SIT-COM oyunculuğu denilince aklıma üç isim gelir: Hakan Yılmaz, Janset ve Cem Davran...
Zira sit-com için dinamik oyunculuk gerekir. Vücut dili ve yüz mimiklerini iyi kullanmak lazımdır. 'Komik olmak' ile 'gülünç olmak' arasındaki hassas sınırı da ihlal etmemek şarttır. Saydığım isimlerin üçü de güçlü oyunculukları ve enerjileri ile bu özellikleri bünyelerinde barındırdıkları için sit-com'ların altından her daim başarıyla kalkar.
Cem Davran'ı FOX'ta yayınlanan yeni dizisi Babam Sınıfta Kaldı'daki 'Erman' rolüyle yine çok beğendim.

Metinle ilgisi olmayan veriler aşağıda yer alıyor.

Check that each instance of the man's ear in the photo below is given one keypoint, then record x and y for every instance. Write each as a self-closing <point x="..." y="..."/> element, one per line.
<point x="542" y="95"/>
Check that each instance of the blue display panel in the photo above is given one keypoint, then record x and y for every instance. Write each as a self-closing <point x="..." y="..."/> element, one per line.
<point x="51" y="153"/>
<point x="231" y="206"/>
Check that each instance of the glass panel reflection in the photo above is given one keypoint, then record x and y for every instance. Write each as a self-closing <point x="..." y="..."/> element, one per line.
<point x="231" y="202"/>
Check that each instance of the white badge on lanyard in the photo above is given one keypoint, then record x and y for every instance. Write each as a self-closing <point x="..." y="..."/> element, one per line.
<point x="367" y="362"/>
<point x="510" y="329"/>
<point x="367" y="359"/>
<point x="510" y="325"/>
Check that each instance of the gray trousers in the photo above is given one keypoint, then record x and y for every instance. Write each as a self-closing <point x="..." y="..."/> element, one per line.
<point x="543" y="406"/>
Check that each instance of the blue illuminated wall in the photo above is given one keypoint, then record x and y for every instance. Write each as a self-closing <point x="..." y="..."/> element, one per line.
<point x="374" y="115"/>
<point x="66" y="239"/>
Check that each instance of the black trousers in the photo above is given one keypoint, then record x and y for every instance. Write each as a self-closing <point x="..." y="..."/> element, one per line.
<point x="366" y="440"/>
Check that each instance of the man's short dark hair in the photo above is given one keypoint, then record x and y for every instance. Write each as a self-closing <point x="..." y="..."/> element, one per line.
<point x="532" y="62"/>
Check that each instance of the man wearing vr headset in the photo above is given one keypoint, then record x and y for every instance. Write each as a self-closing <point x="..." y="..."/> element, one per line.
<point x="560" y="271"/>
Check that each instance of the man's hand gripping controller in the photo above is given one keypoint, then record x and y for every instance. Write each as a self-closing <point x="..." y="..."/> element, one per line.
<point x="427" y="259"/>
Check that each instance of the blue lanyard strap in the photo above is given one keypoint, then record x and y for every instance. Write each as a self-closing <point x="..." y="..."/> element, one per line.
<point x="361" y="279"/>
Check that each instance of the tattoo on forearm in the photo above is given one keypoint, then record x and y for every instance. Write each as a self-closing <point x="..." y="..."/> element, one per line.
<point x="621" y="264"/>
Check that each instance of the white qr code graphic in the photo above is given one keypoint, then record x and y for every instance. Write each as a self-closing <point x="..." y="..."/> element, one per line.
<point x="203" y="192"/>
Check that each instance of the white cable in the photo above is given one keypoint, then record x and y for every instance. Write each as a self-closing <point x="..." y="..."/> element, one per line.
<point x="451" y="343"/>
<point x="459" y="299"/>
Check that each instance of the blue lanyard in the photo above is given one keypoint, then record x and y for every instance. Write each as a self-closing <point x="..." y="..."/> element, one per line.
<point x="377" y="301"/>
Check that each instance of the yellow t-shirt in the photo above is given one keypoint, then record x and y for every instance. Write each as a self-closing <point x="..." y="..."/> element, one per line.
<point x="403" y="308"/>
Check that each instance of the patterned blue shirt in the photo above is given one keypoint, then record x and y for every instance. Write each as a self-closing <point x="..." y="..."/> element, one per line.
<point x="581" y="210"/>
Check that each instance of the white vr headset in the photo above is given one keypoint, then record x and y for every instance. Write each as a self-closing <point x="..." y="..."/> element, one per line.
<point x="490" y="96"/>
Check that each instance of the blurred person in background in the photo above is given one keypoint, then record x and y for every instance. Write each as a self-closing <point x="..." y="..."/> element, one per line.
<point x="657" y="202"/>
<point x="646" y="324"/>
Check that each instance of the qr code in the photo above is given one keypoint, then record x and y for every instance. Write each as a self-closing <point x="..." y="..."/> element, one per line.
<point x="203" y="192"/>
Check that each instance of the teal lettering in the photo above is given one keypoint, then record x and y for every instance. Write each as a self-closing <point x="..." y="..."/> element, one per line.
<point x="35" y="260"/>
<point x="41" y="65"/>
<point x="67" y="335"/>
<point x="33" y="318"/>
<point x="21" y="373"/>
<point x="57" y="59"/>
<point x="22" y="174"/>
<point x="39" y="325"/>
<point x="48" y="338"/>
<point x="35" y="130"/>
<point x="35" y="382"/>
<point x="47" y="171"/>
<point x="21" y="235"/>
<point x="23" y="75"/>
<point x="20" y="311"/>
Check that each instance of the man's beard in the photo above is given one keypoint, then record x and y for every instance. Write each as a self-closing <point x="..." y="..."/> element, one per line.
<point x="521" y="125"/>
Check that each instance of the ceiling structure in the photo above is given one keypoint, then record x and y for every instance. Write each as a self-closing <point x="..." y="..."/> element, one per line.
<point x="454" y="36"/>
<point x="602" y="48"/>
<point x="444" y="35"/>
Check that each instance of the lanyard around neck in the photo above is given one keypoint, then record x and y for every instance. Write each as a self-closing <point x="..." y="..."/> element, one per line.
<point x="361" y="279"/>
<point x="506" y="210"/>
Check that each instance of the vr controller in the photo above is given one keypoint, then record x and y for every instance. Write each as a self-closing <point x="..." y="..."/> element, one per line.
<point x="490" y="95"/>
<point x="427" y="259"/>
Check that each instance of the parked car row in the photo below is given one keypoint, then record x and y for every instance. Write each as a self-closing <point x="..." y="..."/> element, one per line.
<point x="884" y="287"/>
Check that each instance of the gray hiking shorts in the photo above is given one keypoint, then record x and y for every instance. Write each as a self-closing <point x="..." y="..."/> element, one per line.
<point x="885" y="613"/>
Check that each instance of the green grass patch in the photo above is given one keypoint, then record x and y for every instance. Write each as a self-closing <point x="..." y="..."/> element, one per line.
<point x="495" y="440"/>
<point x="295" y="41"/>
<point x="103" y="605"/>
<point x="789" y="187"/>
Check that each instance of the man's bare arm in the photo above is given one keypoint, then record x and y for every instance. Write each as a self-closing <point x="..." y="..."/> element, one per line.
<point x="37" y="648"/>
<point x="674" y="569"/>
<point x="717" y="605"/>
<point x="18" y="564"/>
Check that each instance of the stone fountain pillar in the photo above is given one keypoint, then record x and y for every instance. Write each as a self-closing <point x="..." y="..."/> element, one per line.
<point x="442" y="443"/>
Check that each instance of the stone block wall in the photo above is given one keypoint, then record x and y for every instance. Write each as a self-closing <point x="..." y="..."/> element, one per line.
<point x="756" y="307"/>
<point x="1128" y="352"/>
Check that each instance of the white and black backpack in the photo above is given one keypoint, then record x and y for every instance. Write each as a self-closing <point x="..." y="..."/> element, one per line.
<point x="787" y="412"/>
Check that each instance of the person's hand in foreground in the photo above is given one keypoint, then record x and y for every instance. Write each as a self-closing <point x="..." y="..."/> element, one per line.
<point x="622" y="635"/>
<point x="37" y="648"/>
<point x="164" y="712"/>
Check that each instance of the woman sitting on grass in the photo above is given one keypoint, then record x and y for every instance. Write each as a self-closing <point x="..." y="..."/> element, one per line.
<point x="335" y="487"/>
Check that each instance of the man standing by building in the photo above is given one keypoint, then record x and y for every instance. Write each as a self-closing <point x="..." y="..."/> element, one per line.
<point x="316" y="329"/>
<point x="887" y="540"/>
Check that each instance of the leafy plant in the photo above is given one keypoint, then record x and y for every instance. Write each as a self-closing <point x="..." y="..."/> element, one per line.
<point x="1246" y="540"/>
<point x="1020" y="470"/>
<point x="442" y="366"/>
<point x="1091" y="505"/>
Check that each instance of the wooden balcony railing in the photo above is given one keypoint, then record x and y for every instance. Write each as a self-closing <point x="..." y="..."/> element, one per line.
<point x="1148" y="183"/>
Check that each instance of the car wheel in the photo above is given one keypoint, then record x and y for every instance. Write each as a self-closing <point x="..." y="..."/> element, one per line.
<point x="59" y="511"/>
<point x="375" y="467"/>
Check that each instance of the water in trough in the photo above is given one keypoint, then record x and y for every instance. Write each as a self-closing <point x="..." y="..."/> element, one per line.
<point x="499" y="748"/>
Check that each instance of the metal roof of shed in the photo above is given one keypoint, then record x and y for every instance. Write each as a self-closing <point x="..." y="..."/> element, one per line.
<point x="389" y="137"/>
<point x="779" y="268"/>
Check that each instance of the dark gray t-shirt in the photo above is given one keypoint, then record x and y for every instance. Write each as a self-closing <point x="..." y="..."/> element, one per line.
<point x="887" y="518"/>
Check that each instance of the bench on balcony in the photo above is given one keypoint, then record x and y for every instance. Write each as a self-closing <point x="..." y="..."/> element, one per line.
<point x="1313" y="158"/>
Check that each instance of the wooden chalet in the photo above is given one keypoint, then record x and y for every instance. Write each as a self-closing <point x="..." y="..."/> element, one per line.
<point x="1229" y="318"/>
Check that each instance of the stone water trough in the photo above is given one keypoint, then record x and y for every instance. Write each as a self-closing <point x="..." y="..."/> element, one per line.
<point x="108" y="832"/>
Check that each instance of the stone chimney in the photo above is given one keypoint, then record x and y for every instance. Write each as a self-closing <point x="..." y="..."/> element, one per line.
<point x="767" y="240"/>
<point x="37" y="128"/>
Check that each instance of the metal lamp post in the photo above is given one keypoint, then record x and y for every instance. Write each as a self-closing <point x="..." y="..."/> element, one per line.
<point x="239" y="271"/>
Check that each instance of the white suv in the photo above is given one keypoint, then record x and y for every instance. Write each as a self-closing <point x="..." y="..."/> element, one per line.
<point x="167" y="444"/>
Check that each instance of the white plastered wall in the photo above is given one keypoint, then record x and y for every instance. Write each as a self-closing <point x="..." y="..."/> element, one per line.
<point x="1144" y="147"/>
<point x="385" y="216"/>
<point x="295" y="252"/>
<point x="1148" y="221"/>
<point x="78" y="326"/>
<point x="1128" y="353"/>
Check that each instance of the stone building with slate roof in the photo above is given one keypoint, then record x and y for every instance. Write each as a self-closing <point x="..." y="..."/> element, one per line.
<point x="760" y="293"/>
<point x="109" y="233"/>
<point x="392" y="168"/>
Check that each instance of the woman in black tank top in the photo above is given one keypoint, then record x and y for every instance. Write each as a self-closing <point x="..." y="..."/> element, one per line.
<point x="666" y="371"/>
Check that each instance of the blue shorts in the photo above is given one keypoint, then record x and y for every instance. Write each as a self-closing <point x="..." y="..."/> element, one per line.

Tek başına diziyi alıp sürükleyecek bir performans ortaya koymuş. Babası tarafından hep başarısızlıkla suçlanan, kız babası olmanın kaygılarından kendini kurtaramamış, geçmişiyle sürekli hesaplaşırken bir yandan da geleceğini inşa etmeye çalışan ama koyduğu tuğlalar hep devrilen baba rolünde Cem Davran son derece başarılı.
Kızının okuduğu üniversiteyi kazanan bir baba ile ondan utanıp çevresine onu arkadaşı olarak tanıtan kızı Yağmur'un maceralarını anlatan dizinin ilk bölümünde; Önder Açıkbaş, Defne Samyeli ve Mesut Yar gibi sürpriz oyunculara da rastladım. Özellikle meslektaşım Mesut'un performansından pek hoşnut kaldım. (Vallahi bu son cümle mesleki kontenjandan değil, tamamen samimi düşüncemdir)
İki sevimli ihtiyarı canlandıran Halit Akçatepe ve Ani İpekkaya ise şimdiden 'yaz ekranının en güzel çifti.'
ÖMÜRLÜK OLSUN
Sürekli duygusal gelgitler yaşayan 'Buse Gergin' karakterini oynayan Bengi İdil'e ise ayrı bir paragraf açmakta fayda var. Bu ismin yanına uğurlu tik'imi attım bile... Eminim ikinci-üçüncü bölümden itibaren ona yazılan sahne sayısı artacaktır.
Babam Sınıfta Kaldı; bağlı olduğu limana giderken fırtınaya tutulup balıkçı barınağına sığınan ama tüm mevsim orada demirleyerek geçirmek zorunda kalan tekneler gibi... Umarım seyir defteri 'sezonluk' değil, 'ömürlük' olur.